Camp Tyson Book Complete; Publishers Sought
An old postcard depicts a
|Paris, Tenn. The locally-produced book on Camp Tyson has been
written and publishers are being sought for it. With financing and
the support of the Henry County Tennessee River Resort Act (TRRA)
board, the book was written by Shannon McFarlin of Paris. McFarlin
is a long-time professional writer with a master's degree in public
history from Murray State University. She also is a reporter and
weekend news editor for WMUF/WLZK.
It is the first book about Camp Tyson, which was the only WWII barrage balloon facility in the country. It includes extensive research and interviews with some 100 people, including former soldiers at the camp and others who housed soldiers and their families there or who had experience with the camp, including during its time as a POW facility for Italian and German prisoners.
The title is "As If They Were Ours: The Story of Camp Tyson, America's Only Barrage Balloon Training Facility." The book includes information on Camp Tyson that was gleaned from documents from the Library of Congress and other sources that has never before been published--from its construction through its dismantling and later purchase by the Spinks Clay company.
Camp Tyson was significant for several reasons, not least of which that it was the only barrage balloon facility in the country. It also was the training ground for the segregated all African-American 320th Barrage Balloon Battalion whose members were the first soldiers on the beach on D-Day and who used the training and balloons from Camp Tyson in that action. McFarlin interviewed soldiers who were at D-Day from that battalion.

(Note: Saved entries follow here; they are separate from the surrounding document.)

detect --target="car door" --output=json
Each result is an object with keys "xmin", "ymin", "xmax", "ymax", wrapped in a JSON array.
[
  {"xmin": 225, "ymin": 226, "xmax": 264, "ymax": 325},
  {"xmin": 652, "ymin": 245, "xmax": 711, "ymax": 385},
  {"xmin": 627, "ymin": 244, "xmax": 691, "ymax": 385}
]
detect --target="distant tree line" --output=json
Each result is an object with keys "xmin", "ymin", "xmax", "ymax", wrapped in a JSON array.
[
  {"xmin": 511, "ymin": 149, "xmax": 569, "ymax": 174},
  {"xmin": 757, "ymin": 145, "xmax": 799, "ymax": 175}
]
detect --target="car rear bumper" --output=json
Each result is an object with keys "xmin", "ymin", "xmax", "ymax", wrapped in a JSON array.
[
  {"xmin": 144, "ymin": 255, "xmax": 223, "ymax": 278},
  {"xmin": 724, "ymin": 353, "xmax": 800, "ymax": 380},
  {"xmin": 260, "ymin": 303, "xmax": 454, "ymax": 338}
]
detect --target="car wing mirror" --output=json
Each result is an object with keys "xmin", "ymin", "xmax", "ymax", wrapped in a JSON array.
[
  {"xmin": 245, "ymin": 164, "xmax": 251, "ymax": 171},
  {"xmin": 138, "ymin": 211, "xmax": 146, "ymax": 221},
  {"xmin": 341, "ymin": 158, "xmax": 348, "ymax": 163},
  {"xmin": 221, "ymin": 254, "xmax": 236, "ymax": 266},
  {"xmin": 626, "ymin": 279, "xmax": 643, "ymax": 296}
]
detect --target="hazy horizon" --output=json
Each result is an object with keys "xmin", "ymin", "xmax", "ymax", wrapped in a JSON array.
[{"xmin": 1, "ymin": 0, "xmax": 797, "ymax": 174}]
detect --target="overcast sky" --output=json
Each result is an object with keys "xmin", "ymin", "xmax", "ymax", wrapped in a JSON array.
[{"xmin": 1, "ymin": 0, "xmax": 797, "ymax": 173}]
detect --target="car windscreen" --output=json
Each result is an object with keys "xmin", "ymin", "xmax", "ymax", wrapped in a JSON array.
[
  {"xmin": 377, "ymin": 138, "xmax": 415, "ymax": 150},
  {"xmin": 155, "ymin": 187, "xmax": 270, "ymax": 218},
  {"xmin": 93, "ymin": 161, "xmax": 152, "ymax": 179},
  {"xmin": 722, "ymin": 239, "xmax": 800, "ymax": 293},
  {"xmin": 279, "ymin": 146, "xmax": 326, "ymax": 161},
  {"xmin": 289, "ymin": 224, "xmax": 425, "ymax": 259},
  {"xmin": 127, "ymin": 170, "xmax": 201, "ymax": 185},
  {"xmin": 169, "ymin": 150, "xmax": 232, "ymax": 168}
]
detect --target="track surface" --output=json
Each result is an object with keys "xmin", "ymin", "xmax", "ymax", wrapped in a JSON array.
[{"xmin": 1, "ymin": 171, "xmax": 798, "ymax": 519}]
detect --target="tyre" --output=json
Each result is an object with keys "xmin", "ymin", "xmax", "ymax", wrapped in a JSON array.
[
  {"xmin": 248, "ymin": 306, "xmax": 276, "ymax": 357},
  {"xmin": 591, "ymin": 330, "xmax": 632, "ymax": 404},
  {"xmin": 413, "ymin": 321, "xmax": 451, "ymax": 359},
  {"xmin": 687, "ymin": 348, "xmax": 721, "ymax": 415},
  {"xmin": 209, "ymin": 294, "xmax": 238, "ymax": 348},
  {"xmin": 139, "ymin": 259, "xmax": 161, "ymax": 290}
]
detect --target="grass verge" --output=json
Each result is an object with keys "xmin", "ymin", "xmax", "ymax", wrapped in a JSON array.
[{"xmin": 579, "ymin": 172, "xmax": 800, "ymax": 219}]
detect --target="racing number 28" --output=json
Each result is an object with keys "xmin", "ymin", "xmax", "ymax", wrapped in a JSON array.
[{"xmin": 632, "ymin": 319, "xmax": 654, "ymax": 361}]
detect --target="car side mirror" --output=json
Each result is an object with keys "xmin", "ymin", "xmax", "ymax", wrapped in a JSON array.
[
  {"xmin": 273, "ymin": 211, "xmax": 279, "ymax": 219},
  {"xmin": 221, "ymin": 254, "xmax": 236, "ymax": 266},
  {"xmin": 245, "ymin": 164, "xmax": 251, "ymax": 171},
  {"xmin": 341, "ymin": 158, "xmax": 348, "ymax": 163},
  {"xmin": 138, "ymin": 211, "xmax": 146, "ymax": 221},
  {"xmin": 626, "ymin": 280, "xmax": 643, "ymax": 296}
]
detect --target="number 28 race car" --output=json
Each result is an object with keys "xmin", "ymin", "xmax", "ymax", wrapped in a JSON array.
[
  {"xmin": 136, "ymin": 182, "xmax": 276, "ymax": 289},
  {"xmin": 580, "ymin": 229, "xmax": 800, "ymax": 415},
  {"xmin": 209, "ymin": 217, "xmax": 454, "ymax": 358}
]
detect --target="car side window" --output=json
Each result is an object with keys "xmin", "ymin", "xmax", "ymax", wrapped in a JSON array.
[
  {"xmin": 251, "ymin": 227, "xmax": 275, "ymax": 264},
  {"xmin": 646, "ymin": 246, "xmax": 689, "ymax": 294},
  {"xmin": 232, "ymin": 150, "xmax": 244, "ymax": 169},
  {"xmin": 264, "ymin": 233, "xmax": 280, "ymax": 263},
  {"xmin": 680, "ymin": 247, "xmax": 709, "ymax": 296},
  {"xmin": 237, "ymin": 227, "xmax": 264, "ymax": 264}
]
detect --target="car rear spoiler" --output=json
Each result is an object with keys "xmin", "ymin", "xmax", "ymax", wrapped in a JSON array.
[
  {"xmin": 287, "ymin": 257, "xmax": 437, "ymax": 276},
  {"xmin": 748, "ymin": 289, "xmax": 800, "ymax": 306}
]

It also is significant because of its use as a POW camp and the book contains never-before-published interviews and information on that aspect of the Camp Tyson story. McFarlin also has collected dozens of photographs of the Camp for use in the book.
The book was submitted to the TRRA board early in 2011 and members of the board and Chamber of Commerce officials have copies of it.
McFarlin and TRRA Board Member Connie McSwain are working, along with several others, on getting the book published. "We're trying to get it published through university presses and it had been submitted to a couple already and has been going through that process. If it cannot be published through a university press, we'll seek other avenues. We are working diligently on finding just the right publisher for the book. Publishing a book is a very lengthy, often tedious and frustrating process."
"I really can't wait for people to be able to read it," McFarlin said. "The Camp Tyson story is a compelling and exciting one. The book contains a lot of information that will be familiar to Henry Countians, but also much that will be new to them."